Cet épisode ressemble, par l’énorme responsabilité qu’il posait sur les épaules d’un pays impréparé, à la nationalisation de la Compagnie du Canal de Suez en Juillet 1956.
Là aussi la finance internationale avait misé sur ‘‘l’incapacité technique” de l’Egypte pour faire avorter cette mesure.
Mais malgré le départ massif des pilotes européens soudoyés, l’Egypte tint sa gageure parce que son esprit révolutionnaire le lui permettait.
En Algérie, on avait suivi avec passion les deux phases de cette bataille homérique.
Et ce n’est pas sans orgueil que nous avons enregistré les premières victoires.
Mais pour que Mossadegh ait pu tenir son défi jusqu’au bout, il lui eût fallu disposer d’un capital révolutionnaire dont il ne disposait pas dans son pays.
Le Toudeh ne pouvait avoir avec lui qu’une alliance d’opportunité.
Le rôle de l’Islam dans la politique iranienne ne pouvait être joué par un Islam de caricature incarné par Kachani qui s’évada de l’arène, son linceul sur la tête, juste au moment où le combat prenait une tournure décisive.
Les Fedayans-Islam, qui avaient mis fin au régime odieux de Ramzmara, semblèrent eux aussi s’effacer de la scène politique. pour céder la place à ces truands de Téhéran qui allaient mettre fin au régime de Mossadegh.
Celui-ci demeura donc seul dans l’arène avec quelques fidèles comme Hussein Fatimi, qui payera cette témérité de sa vie.
Certes, la bataille fut d’une grandeur épique. Un technicien européen du transport qui avait pris en charge les intérêts de la New Iranian Company nous la résuma en quelques mots : ‘‘J’ai vécu, dit-il, quelques semaines extraordinaires où, dans une explosion d’orgueil national, les Persans prirent possession de la richesse de leur sol.
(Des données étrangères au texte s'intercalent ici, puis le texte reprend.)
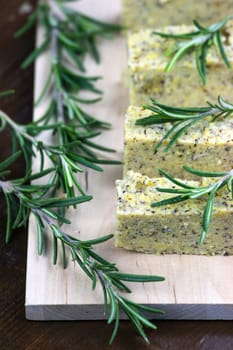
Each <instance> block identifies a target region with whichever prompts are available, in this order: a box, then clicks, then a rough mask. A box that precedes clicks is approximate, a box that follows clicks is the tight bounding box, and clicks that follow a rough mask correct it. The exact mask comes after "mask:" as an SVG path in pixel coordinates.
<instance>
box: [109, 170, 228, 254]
mask: <svg viewBox="0 0 233 350" xmlns="http://www.w3.org/2000/svg"><path fill="white" fill-rule="evenodd" d="M186 183H187V184H191V185H192V186H196V185H197V186H199V185H200V183H199V182H198V181H187V180H186ZM116 185H117V192H118V202H117V230H116V235H115V244H116V246H117V247H122V248H125V249H129V250H135V251H140V252H145V253H155V254H158V255H159V254H204V255H214V254H221V255H227V254H229V255H232V254H233V229H232V227H233V202H232V200H231V198H230V196H229V195H228V194H227V193H226V192H222V193H221V195H220V196H216V198H215V200H214V203H215V205H214V210H213V217H212V220H211V224H210V227H209V230H208V233H207V236H206V239H205V242H204V243H203V244H202V245H200V244H199V238H200V232H201V222H202V214H203V210H204V207H205V204H206V199H207V197H203V198H200V199H196V200H188V201H184V202H180V203H177V204H172V205H166V206H161V207H156V208H153V207H151V203H152V202H158V201H161V200H162V199H165V198H168V197H169V194H168V193H161V192H158V191H157V188H158V187H168V188H169V187H175V185H174V184H172V183H171V182H169V181H168V180H167V179H165V178H149V177H147V176H143V175H141V174H140V173H135V172H133V171H129V172H128V173H127V174H126V176H125V178H124V180H117V183H116Z"/></svg>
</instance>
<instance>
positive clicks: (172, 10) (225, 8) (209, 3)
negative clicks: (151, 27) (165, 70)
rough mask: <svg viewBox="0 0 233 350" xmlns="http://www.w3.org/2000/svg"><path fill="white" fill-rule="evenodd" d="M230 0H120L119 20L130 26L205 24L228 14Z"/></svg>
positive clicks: (220, 19)
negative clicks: (121, 15)
mask: <svg viewBox="0 0 233 350" xmlns="http://www.w3.org/2000/svg"><path fill="white" fill-rule="evenodd" d="M231 8H232V1H231V0H224V1H219V0H205V1H203V0H153V1H152V0H123V9H122V12H123V14H122V22H123V24H124V25H126V26H127V28H128V29H129V30H135V29H140V28H149V27H152V28H155V27H158V26H159V27H163V26H166V25H177V24H189V23H191V22H192V20H193V19H197V20H199V21H201V22H204V23H206V24H211V23H213V22H215V21H219V20H221V19H222V18H224V17H225V16H228V15H229V11H230V9H231Z"/></svg>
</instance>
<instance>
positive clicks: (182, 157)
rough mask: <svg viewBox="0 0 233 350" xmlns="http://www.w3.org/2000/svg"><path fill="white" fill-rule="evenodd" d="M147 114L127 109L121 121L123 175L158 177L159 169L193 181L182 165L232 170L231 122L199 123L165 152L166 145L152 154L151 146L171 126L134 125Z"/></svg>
mask: <svg viewBox="0 0 233 350" xmlns="http://www.w3.org/2000/svg"><path fill="white" fill-rule="evenodd" d="M150 114H151V112H150V111H148V110H144V109H143V108H141V107H136V106H130V107H129V108H128V111H127V113H126V117H125V145H124V174H126V173H127V171H128V170H134V171H136V172H140V173H142V174H144V175H148V176H150V177H158V176H160V175H159V169H163V170H165V171H167V172H168V173H171V174H172V175H173V176H175V177H178V178H185V177H188V178H193V176H192V175H191V174H189V173H187V172H184V170H183V165H186V166H189V167H192V168H195V169H199V170H201V169H202V170H205V171H209V172H212V171H221V172H222V171H229V170H230V169H232V168H233V119H232V118H229V119H224V120H220V119H219V120H217V121H215V122H210V121H209V120H208V119H207V120H203V121H201V122H199V123H197V124H196V125H194V126H193V127H191V128H189V130H188V132H187V133H186V134H184V135H182V136H180V138H179V139H178V140H177V142H176V143H175V144H174V145H173V146H172V147H171V149H170V150H169V151H167V152H166V151H164V148H165V146H166V142H164V144H163V145H162V146H161V147H160V148H159V149H158V150H157V152H156V153H154V148H155V145H156V144H158V142H159V141H160V140H161V139H162V138H163V137H164V135H165V133H166V132H167V131H168V130H169V129H170V128H171V126H172V124H171V123H166V124H161V125H160V124H159V125H154V126H141V125H135V122H136V120H137V119H141V118H144V117H147V116H149V115H150Z"/></svg>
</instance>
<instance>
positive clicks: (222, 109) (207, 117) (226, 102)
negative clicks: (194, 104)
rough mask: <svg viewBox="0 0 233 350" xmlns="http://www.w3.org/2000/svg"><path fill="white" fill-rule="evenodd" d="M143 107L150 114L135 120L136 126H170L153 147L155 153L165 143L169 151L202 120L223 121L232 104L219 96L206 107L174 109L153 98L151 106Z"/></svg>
mask: <svg viewBox="0 0 233 350" xmlns="http://www.w3.org/2000/svg"><path fill="white" fill-rule="evenodd" d="M143 107H144V108H145V109H147V110H149V111H151V112H152V114H151V115H150V116H148V117H145V118H140V119H137V120H136V125H144V126H151V125H159V124H166V123H169V124H171V127H170V129H169V130H168V131H167V132H166V133H165V135H164V136H163V137H162V139H161V140H160V141H159V142H158V144H157V145H156V146H155V148H154V152H157V151H158V149H159V148H160V147H161V146H162V145H163V143H165V142H167V145H166V147H165V151H168V150H170V148H171V147H172V146H173V145H174V144H175V143H176V142H177V140H178V139H179V138H180V137H181V136H182V135H183V134H184V133H187V132H189V130H190V129H191V128H192V126H193V125H195V124H196V123H199V122H201V121H203V119H207V118H208V120H210V122H215V121H217V120H219V119H220V118H222V119H225V118H228V117H232V115H233V104H231V103H230V102H227V101H225V100H224V99H223V98H222V97H220V96H219V97H218V101H217V103H215V104H214V103H210V102H207V106H206V107H186V108H185V107H183V108H182V107H174V106H169V105H164V104H161V103H159V102H158V101H157V100H155V99H154V98H151V104H146V105H144V106H143Z"/></svg>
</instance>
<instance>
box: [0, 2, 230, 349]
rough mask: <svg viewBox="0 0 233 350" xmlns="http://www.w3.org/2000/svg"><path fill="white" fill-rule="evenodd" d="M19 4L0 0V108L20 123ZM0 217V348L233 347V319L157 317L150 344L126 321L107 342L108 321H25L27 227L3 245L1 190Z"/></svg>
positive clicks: (24, 90) (29, 89) (23, 73)
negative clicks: (164, 317) (182, 318)
mask: <svg viewBox="0 0 233 350" xmlns="http://www.w3.org/2000/svg"><path fill="white" fill-rule="evenodd" d="M83 1H84V0H83ZM23 3H24V2H23V1H20V0H8V1H6V0H0V52H1V53H0V83H1V85H0V91H2V90H5V89H11V88H14V89H15V90H16V95H15V96H13V97H8V98H5V99H4V100H2V101H1V109H3V110H4V111H5V112H6V113H8V114H9V115H10V116H12V117H13V118H14V119H15V120H16V121H17V122H19V123H26V122H28V121H30V120H31V118H32V95H33V69H32V68H30V69H27V70H25V71H23V70H21V69H20V68H19V65H20V63H21V62H22V60H23V59H24V57H26V55H27V54H28V53H29V52H30V51H31V50H32V48H33V46H34V32H33V31H31V32H30V33H29V34H27V35H25V36H24V37H23V38H21V39H18V40H15V39H13V34H14V31H15V30H16V29H17V28H18V27H19V26H20V25H22V23H23V22H24V20H25V18H26V16H25V14H23V13H22V11H21V10H22V7H21V5H22V4H23ZM25 3H26V4H31V5H33V4H34V3H35V2H34V1H27V2H25ZM25 3H24V4H25ZM10 152H11V141H10V137H9V134H8V133H7V132H4V133H2V134H1V137H0V161H1V160H3V159H4V158H5V157H6V156H7V155H9V154H10ZM23 173H24V164H23V162H22V160H19V161H18V162H17V163H16V164H14V166H13V167H12V175H13V176H14V177H20V176H22V175H23ZM0 220H1V221H0V222H1V225H0V350H5V349H8V350H11V349H15V350H22V349H27V350H29V349H30V350H39V349H46V350H50V349H55V350H57V349H58V350H62V349H66V350H69V349H78V350H82V349H85V350H89V349H101V350H104V349H112V350H124V349H134V350H135V349H142V350H143V349H153V350H157V349H164V350H165V349H172V350H176V349H184V350H185V349H189V350H191V349H203V350H204V349H205V350H207V349H210V350H215V349H216V350H219V349H220V350H222V349H223V350H228V349H229V350H232V349H233V322H230V321H211V322H208V321H159V322H156V324H157V326H158V330H157V331H149V332H148V334H149V338H150V341H151V344H150V345H149V346H148V345H146V344H144V342H143V341H142V340H141V338H140V337H139V336H138V335H137V334H136V332H135V330H134V328H133V327H132V326H131V324H130V323H129V322H127V321H124V322H123V321H122V323H121V325H120V329H119V333H118V336H117V338H116V340H115V342H114V344H113V345H112V346H111V347H110V346H109V345H108V340H109V337H110V335H111V331H112V326H109V325H107V324H106V322H104V321H85V322H84V321H82V322H81V321H77V322H74V321H72V322H32V321H27V320H26V319H25V314H24V297H25V265H26V251H27V230H26V229H22V230H17V231H15V232H14V235H13V238H12V240H11V242H10V243H9V244H8V245H7V246H6V245H5V243H4V233H5V223H6V209H5V205H4V201H3V196H2V195H0ZM219 283H221V281H219Z"/></svg>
Mais rapidement les réservoirs débordèrent et la production dut être stoppée.”
Mais la bataille aurait pu continuer malgré les réservoirs pleins et l’extraction momentanément stoppée.
Il eut fallu, pour cela, que Mossadegh eut à l’esprit une autre échelle des valeurs sociales, un autre ordre des priorités.
Un pays colonisé ou semi-colonisé comme l’Iran, ne pouvait pas vaincre le colonialisme sans avoir d’abord réduit la trahison à l’intérieur de
ses frontières. Certes, c’est la coalition des intérêts stratégiques du moment, et financiers de toujours, qui ont eu raison de Mossadegh.
Mais cette coalition n’aurait pu cependant l’abattre, si son régime avait
une assise solide dans le pays. Si la religion n’était pas trahie par un Kachani, si l’idéal patriotique n’était pas compromis par les Fedayans, si les intellectuels iraniens avaient communié dans un pacte national solennel, il n’y aurait pas eu de truands à la solde de l’étranger, capables de renverser un gouvernement légal.
Malek Bennabi
Révolution Africaine du 02 Avril 1967.